Speaker
Description
We provide the leading near conformal corrections on a cylinder to the scaling dimension of the lowest-lying fixed isospin charge $Q$ operators defined at the lower boundary of the Quantum Chromodynamics conformal window:
\begin{equation}
\tilde{\Delta}Q = \tilde{\Delta}_Q^\ast +\left(\frac{m{\sigma}}{4 \pi \nu}\right)^2 \, Q^{\frac{\Delta}{3}} B_1 + \left(\frac{m_\pi(\theta)}{4\pi \nu} \right)^4\ Q^{\frac{2}{3}(1-\gamma)} B_2 + \mathcal{O}\left ( m_\sigma^4 , m_\pi^8, m_\sigma^2 m_\pi^4\right) \ . \nonumber
\end{equation}
Here $\tilde{\Delta}_Q/r$ is the classical ground state energy of the theory on $\mathbb{R}\times S_r^3$ at fixed isospin charge while $\tilde{\Delta}_Q^\ast$ is the scaling dimension at the leading order in the large charge expansion. In the conformal limit $m_{\sigma}=m_\pi=0$ the state-operator correspondence implies $ \tilde{\Delta}_Q = \tilde{\Delta}_Q^\ast$.

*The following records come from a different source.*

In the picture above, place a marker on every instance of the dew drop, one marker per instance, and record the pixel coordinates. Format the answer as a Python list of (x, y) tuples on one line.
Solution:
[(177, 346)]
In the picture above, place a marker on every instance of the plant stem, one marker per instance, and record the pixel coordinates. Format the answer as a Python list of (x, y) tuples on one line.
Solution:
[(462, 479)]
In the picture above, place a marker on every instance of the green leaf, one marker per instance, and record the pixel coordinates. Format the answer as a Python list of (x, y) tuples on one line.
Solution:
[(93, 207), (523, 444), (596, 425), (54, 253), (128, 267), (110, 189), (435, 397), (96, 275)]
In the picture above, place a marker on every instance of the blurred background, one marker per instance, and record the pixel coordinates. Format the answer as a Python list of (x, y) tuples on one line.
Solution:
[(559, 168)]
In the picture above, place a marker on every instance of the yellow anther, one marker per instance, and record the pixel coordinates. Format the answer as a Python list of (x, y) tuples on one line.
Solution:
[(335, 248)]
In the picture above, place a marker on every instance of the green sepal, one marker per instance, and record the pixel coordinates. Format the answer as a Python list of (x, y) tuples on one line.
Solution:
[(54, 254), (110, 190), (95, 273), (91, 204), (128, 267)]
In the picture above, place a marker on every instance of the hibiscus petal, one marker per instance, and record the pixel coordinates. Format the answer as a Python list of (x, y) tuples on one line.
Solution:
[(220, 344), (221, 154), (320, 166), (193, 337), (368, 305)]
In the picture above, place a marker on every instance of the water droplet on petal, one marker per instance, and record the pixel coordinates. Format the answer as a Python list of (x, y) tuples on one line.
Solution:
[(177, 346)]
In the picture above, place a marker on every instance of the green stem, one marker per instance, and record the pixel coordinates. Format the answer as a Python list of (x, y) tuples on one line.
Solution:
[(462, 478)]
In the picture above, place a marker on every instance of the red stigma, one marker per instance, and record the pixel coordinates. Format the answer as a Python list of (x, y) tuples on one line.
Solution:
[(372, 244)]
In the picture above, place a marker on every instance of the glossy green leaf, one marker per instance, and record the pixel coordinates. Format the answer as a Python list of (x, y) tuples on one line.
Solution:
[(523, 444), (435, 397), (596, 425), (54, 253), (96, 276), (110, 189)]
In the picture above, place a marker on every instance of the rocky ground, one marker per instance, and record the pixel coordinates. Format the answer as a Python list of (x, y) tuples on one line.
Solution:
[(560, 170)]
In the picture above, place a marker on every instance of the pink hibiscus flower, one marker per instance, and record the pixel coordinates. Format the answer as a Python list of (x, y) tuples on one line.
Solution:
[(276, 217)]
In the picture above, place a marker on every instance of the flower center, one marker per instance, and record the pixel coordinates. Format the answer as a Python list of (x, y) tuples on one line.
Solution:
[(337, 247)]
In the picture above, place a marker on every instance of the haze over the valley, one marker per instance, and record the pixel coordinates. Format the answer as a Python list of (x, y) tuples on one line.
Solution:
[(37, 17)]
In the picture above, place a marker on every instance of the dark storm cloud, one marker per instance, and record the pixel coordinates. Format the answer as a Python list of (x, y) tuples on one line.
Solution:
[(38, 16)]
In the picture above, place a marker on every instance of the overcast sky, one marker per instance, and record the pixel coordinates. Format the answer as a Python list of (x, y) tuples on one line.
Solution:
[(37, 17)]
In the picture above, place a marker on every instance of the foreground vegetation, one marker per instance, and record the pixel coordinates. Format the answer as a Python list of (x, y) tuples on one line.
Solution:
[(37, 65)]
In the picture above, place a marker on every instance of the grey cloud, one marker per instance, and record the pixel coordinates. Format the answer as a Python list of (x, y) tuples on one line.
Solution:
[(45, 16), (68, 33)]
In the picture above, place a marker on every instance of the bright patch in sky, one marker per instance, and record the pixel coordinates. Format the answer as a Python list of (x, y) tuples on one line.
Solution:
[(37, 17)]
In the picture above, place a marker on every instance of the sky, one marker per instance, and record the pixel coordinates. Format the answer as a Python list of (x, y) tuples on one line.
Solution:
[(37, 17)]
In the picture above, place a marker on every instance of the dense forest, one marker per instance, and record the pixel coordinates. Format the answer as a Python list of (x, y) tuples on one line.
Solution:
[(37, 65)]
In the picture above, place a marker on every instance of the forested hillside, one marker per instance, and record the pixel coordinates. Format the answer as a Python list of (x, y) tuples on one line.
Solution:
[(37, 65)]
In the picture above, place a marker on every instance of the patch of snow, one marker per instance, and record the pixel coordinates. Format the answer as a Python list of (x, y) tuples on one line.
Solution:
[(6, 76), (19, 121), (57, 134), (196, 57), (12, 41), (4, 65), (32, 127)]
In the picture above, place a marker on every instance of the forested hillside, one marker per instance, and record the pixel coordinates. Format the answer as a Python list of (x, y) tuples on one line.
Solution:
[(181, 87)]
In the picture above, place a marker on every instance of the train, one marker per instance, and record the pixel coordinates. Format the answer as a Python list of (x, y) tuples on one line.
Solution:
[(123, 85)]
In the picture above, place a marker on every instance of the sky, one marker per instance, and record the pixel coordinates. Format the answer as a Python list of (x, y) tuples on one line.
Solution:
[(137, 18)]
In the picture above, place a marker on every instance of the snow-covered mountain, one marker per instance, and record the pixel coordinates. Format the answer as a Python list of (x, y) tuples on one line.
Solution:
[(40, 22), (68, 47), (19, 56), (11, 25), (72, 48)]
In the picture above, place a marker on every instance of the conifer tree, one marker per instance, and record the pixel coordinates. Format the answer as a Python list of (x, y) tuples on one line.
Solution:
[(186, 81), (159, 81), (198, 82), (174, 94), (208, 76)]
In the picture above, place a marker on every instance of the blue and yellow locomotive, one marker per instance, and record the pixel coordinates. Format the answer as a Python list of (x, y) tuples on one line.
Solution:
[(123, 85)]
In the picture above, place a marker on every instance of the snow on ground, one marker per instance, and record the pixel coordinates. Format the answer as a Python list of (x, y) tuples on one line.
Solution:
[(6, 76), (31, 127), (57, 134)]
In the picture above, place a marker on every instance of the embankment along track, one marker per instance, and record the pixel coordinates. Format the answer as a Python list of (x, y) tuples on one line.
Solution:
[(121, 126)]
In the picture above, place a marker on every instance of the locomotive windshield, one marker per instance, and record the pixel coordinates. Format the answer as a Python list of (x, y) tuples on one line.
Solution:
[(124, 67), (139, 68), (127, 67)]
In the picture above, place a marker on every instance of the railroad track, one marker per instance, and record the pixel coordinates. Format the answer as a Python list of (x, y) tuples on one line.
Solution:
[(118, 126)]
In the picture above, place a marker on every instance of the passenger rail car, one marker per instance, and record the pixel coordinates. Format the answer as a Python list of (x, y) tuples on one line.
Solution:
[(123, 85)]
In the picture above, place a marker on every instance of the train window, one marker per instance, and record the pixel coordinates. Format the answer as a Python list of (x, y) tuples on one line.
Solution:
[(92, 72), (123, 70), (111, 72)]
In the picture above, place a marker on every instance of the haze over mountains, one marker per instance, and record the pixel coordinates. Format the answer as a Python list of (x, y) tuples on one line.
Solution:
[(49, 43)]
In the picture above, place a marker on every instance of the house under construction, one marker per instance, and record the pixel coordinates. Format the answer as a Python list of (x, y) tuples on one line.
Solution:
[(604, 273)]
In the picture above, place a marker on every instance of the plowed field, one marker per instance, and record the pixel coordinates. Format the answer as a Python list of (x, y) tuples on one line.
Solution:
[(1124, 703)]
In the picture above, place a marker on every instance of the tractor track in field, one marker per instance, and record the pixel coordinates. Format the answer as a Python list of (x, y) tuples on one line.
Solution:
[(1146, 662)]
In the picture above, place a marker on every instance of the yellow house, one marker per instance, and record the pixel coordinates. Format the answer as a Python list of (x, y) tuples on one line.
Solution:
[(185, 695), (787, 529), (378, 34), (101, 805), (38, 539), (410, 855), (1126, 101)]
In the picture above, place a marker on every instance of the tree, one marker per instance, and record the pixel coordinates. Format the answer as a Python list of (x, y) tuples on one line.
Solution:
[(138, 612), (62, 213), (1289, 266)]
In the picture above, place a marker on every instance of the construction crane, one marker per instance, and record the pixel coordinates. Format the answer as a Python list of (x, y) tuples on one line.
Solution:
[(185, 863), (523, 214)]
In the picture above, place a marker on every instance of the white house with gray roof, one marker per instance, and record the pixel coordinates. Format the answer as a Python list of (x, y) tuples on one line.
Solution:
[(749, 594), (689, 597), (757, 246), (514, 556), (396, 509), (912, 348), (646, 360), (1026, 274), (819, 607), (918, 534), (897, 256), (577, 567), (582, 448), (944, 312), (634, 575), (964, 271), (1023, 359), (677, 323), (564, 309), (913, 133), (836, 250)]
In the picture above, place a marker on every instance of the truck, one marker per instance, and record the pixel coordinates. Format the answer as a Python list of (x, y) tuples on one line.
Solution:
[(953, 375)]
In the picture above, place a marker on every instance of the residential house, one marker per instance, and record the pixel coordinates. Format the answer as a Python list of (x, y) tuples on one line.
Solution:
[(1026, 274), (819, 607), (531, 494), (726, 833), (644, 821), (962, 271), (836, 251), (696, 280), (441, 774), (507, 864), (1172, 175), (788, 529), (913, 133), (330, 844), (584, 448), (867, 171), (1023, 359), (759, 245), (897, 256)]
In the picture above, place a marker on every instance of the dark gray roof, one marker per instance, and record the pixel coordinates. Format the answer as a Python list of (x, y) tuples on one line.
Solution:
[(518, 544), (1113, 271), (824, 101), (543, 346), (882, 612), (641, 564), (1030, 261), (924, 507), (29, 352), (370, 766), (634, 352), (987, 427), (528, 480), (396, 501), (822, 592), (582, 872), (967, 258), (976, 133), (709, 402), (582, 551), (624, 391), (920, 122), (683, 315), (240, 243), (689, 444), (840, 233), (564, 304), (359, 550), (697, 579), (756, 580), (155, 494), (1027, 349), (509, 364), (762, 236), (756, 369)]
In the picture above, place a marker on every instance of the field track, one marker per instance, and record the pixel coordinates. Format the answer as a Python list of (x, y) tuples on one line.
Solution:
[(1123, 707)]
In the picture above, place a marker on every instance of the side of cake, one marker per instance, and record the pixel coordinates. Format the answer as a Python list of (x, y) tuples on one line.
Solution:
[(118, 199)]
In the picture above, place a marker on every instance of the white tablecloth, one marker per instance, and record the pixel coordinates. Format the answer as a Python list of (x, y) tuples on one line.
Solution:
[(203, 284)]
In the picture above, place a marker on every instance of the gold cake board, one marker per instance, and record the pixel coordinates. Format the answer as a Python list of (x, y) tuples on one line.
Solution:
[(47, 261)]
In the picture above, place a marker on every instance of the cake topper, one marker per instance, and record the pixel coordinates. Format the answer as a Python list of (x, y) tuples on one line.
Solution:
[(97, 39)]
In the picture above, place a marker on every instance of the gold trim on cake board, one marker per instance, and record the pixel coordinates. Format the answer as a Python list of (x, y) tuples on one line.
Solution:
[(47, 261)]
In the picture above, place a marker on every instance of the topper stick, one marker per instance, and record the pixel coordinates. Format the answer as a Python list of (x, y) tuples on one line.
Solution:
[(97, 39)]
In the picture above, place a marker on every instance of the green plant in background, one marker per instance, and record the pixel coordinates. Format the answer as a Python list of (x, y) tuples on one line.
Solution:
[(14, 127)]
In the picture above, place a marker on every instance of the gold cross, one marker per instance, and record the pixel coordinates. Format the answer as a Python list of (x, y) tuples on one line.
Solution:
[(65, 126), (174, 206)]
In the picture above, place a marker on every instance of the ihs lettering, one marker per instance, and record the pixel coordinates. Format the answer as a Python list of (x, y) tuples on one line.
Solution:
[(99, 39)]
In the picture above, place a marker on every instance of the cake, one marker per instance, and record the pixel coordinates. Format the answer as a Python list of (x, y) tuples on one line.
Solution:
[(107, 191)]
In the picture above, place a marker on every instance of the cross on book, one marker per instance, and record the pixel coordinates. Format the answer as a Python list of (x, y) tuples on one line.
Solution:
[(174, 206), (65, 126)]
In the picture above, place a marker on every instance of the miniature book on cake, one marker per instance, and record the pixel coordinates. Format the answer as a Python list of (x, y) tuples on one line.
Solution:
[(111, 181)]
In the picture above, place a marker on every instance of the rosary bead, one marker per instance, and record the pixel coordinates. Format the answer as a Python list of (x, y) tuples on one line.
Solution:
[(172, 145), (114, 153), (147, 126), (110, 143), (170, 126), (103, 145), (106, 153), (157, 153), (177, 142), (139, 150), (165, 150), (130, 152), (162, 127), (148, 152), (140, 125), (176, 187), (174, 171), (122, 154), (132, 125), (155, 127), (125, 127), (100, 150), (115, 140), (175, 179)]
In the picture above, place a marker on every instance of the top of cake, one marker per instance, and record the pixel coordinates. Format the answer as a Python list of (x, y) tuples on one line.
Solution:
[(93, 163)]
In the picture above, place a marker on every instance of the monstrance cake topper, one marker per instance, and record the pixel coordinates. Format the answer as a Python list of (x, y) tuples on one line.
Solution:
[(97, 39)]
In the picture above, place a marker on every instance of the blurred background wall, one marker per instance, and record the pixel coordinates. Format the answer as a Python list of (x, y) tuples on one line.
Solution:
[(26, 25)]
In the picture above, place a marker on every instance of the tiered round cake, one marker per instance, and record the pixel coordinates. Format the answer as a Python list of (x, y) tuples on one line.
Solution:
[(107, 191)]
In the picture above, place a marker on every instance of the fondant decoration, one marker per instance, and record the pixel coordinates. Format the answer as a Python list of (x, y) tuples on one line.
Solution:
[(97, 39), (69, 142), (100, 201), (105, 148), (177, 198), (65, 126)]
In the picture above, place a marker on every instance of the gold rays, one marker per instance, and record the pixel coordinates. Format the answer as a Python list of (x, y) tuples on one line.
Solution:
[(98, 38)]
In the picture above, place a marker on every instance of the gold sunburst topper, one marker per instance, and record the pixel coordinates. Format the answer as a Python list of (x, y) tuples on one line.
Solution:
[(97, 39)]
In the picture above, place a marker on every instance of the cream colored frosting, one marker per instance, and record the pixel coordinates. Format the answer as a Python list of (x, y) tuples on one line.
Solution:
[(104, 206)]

The near-conformal corrections are expressed in powers of the dilaton and pion masses in units of the chiral symmetry breaking scale $4\pi \nu$ with the $\theta$-angle dependence encoded directly in the pion mass. The characteristic $Q$-scaling is dictated by the quark mass operator anomalous dimension $\gamma$ and the one characterizing the dilaton potential $\Delta$. The coefficients $B_i$ with $i=1,2$ depend on the geometry of the cylinder and properties of the nearby conformal field theory.